Pensábamos todo eso mientras examinábamos con curiosidad de incipiente archivista, el título de propiedad del “Rincón de López”, la vieja estancia de la Sra. Juana

Sáenz Valiente de Casares, en el partido bonaerense de Magdalena. Ese título es una página de historia. Expedido en 1811, lleva aún las armas reales (la Junta Provisional Gubernativa obraba todavía a nombre de Fernando VII) y trae a su pie las firmas de don Cornelio Saavedra y don Domingo Matheu. 

Despojado de sus pasajes curiales, resulta un fragmento de la epopeya de la Conquista. Uno de los postreros episodios de la empresa secular que se abre con las hazañas de los primeros españoles que pusieron la planta en el continente y se cierra, hace poco más de cincuenta años, con la operación militar de Roca. Pero entre esos dos jalones extremos ¡cuánta lucha ignorada! ¡Cuánto heroísmo olvidado! En la lucha contra los bárbaros autóctonos, la acción gubernativa, tanto en el período colonial como en los primeros sesenta años de vida independiente, fue siempre inconstante y muchas veces de resultados efímeros. En cambio, la acción lenta e incansable de los hacendados, no desmayó nunca. Ellos consolidaron y fueron extendiendo, con la fuerza de una inundación, las fronteras reales del país.

Así, hacia mediados del siglo XVIII, la costa del Salado, apenas a cincuenta leguas de Buenos Aires, constituía una parte de la frontera sur del virreinato. Lo habría seguido siendo mucho tiempo a no ser por el arrojo de don Clemente López de Osornio, quien se decidió a poblarlos por su sola cuenta. Más de diez años duró la conquista y el afianzamiento de los campos vecinos al Salado y al mar. Poco a poco, frente a la amenaza continua de los salvajes, logró formar su estancia. 
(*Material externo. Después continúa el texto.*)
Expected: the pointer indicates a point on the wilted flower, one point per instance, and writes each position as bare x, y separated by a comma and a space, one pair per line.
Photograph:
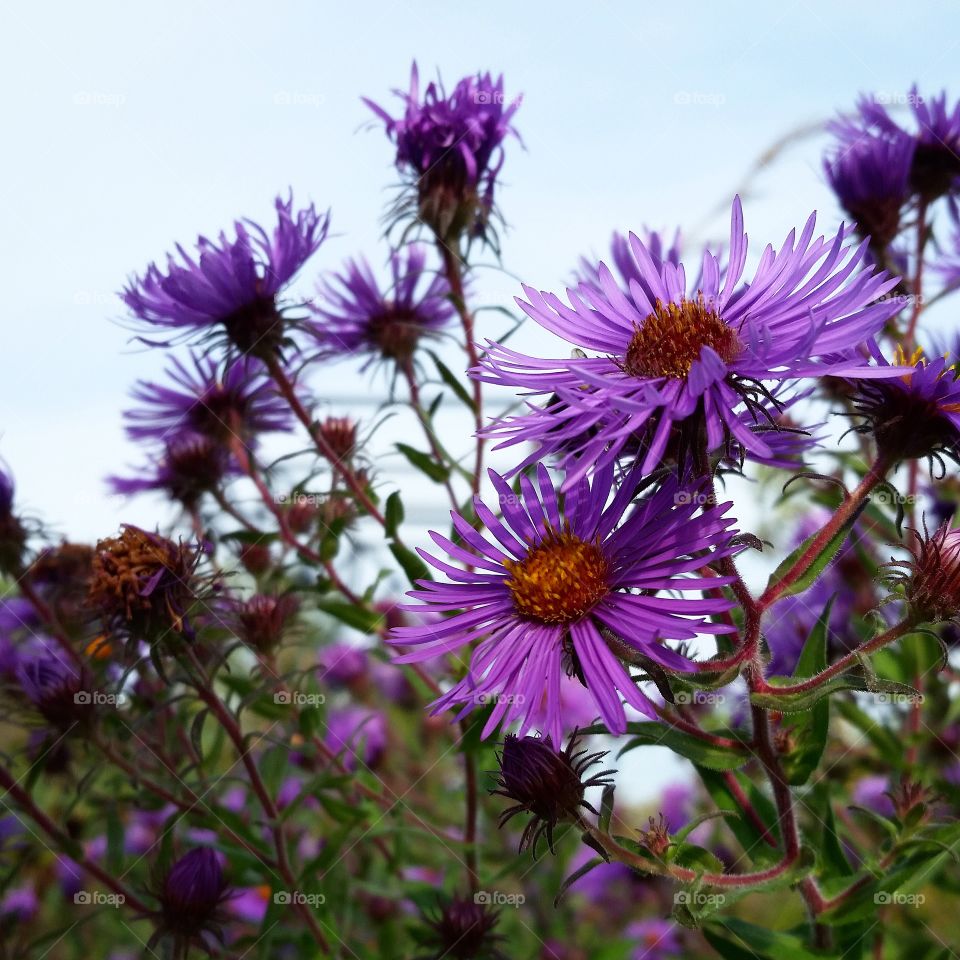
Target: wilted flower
232, 287
930, 580
669, 353
143, 584
546, 784
916, 415
189, 466
558, 585
461, 928
261, 621
356, 317
451, 148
De este arquetipo de guerrero y colono, traza Ibarguren la semblanza siguiente:“Don Clemente López de Osornio encarnó, en la segunda mitad del siglo XVIII, el tipo rudo del estanciero militar que pasó su vida lidiando para conquistar palmo a palmo la pampa y dominar a los salvajes infieles. Fué sargento mayor de milicias, caudillo de ios paisanos y cabeza del gremio de hacendados, de quienes tuvo durante muchos años la representación con el cargo de apoderado ante las autoridades del virrey- nato. Su establecimiento “El Rincón” era el eje de la ganadería en el sud y el centro del abasto para la ciudad. Y así, muchas licencias para extracción de ganados cimarrones de los campos desiertos, otorgadas por el Fiel Ejecutor, decían “Concedo Liz para traer ganado vacuno de los Campos desiertos de todas clases sin distinción por una vez, con concepto a que el bueno sirva para el abasto de esta Ciudad, y el flaco y chico para reducirlo a rodeo en la estancia del finado Don Clemente López, de donde podrá servir con el mismo fin en el tiempo “venidero””. 
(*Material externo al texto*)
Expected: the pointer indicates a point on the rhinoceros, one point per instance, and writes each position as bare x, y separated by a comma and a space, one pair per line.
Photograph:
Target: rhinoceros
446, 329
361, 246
 “La energía de don Clemente corría pareja con su inflexibilidad y vigor. Ya anciano trabajaba como un mozo, con su hijo Andrés, en las ásperas faenas rurales jineteando redomones y arreando vacas chúcaras, a campo traviesa, entre paja brava y cardizales, pantanos y lagunas. Tenía setenta y cinco años cuando, entregado a esas recias labores, fue lanceado y degollado, con su hijo, por la maloca salvaje”.
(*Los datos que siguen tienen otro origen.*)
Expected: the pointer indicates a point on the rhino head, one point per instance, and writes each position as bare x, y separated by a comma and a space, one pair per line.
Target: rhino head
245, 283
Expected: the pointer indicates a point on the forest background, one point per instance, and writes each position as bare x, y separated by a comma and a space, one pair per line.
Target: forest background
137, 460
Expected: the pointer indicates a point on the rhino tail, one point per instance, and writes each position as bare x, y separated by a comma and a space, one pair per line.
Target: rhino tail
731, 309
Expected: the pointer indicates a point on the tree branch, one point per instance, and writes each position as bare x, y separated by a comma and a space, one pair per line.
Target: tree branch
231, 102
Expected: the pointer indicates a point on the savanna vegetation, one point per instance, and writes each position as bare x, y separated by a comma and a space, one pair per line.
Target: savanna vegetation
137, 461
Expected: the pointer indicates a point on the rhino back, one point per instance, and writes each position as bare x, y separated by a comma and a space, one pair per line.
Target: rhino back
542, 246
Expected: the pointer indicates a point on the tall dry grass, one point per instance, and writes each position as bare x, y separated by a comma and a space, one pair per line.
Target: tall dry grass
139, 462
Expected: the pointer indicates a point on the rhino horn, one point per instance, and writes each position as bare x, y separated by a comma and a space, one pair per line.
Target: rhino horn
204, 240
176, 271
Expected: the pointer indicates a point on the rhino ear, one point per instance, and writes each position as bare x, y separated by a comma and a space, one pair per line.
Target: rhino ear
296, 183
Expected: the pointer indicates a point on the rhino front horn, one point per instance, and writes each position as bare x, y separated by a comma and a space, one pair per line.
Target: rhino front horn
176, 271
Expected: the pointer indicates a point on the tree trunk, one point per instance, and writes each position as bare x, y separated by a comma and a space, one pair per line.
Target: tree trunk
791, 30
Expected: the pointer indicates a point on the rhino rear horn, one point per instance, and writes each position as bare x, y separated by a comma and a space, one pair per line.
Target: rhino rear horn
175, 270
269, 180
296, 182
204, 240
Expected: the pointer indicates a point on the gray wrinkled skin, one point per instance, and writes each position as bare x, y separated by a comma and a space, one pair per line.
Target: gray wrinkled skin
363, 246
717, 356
Hay que ver con qué sobriedad castellana, refiere don León Ortiz de Rosas las hazañas de su suegro, al presentarse ante la Junta Gubernativa pidiendo se le expidiera el título de propiedad de esos campos: “..en el año pasado de 1775 hizo denuncia de unos terrenos ubicados en la costa del Salado, mi suegro, Don Clemente López de Osornio, apellido cuyo nombramiento hace resaltar desde que hizo la memoria pública de los servicios que prestó a este suelo mi expresado suegro, a cuyo esfuerzo y patriotismo se debe en mucha parte la porción que hoy tiene esta ciudad sobre la costa del citado río, que en otro tiempo era el tesoro que con más interés defendían los salvajes”.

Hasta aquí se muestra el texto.